After struggling for two years to get its hands on auditing documents for a Chinese company listed in the U.S., the Securities and Exchange Commission is ratcheting up the pressure on the Chinese arm of Deloitte LLP. On Wednesday the SEC announced an enforcement action against Shanghai-based Deloitte Touche Tohmatsu for allegedly running afoul of federal securities laws and violating Sarbanes-Oxley Act rules that require foreign auditors to turn over work papers concerning U.S. issuers.

The SEC’s administrative order initiating the case doesn’t name the Deloitte client for which it’s seeking records, but the enforcement action comes as Deloitte’s lawyers at Sidley Austin have been battling SEC regulators over audit papers for a Chinese software maker called Longtop Financial Technologies Limited. Deloitte Touche Tohmatsu resigned as Longtop’s auditor last spring, after the company said its annual reports from 2008 to 2010 weren’t reliable. The SEC filed administrative proceedings against Longtop in November, claiming the company failed to file current and accurate financial reports.

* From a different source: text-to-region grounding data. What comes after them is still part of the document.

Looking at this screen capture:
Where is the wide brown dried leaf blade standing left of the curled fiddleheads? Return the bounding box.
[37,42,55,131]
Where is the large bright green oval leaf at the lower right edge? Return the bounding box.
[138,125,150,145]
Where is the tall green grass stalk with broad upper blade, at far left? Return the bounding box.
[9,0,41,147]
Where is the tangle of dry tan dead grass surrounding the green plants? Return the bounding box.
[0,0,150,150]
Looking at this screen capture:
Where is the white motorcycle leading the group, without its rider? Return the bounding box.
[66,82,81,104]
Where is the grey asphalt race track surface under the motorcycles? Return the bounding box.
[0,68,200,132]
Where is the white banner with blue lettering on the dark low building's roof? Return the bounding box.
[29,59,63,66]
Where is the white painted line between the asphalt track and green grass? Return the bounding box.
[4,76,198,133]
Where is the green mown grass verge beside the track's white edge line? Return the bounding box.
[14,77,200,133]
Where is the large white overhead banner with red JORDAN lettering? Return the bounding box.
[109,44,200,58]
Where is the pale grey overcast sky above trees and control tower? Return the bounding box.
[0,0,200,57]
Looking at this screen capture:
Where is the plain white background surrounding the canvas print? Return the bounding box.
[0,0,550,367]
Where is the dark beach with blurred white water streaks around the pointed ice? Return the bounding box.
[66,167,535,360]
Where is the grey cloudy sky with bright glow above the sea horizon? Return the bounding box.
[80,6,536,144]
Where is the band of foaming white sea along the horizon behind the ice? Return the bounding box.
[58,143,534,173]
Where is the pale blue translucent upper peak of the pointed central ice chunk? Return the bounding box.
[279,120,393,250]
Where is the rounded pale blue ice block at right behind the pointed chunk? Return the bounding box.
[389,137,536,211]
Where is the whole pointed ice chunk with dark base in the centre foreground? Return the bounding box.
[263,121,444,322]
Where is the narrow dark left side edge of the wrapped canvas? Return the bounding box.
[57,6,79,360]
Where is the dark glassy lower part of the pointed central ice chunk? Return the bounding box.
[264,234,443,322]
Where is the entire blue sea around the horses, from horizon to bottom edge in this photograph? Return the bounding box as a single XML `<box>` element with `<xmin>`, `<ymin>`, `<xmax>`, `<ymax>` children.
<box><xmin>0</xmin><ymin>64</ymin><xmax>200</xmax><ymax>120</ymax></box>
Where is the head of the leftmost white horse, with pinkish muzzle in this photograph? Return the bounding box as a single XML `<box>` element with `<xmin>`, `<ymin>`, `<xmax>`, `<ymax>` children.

The SEC sued Deloitte Touche Tohmatsu in U.S. District Court in Washington, D.C., last September to enforce a subpoena for its Longtop records. In papers filed in the case last month lawyers for Deloitte at Sidley Austin argued that complying with the SEC’s request for the Longtop audit documents would cause the accounting firm to violate Chinese law and “disobey an express directive of its primary [Chinese] regulator.” The case is widely viewed as a test of the SEC’s ability to subpoena foreign accounting firms under new rules enacted by Dodd-Frank.

Our call to Sidley’s Michael Warden was forwarded to a Deloitte spokesperson. In a statement, the company said its Shanghai unit “is caught in the middle of conflicting laws of two different governments.”

“This is a profession-wide issue and not one that is specific to Deloitte Shanghai,” Deloitte said in the statement. “Because the China legal impediments apply to all accounting firms in China, if a diplomatic resolution is not reached, it is likely that all of the major accounting firms in China will find themselves having to choose between violating their own national laws or facing a similar [SEC action].”

A political compromise could be in the works, though it’s not clear how it would affect the new enforcement action or the D.C. litigation. Reuters reported earlier this week that the chairman of the Public Company Accounting Oversight Board, the agency that oversees the audit industry in the U.S., said a recent breakthrough in talks between U.S. and Chinese officials will allow U.S. officials to observe audit inspections in China.

SEC enforcement chief Robert Khuzami, meanwhile, didn’t seem especially focused on diplomacy in Wednesday’s announcement of the enforcement action against Deloitte. “As a voluntarily registered U.S. public accounting firm, D&T Shanghai cannot benefit from the financial and reputational rewards that come with auditing U.S. issuers without also meeting its U.S. legal obligations,” Khuzami said in a statement. ”Foreign firms auditing U.S. issuers should not be permitted to shield themselves from regulatory scrutiny to the detriment of U.S. investors.”

The SEC’s enforcement against the auditor is set to be assigned to an administrative law judge at the agency.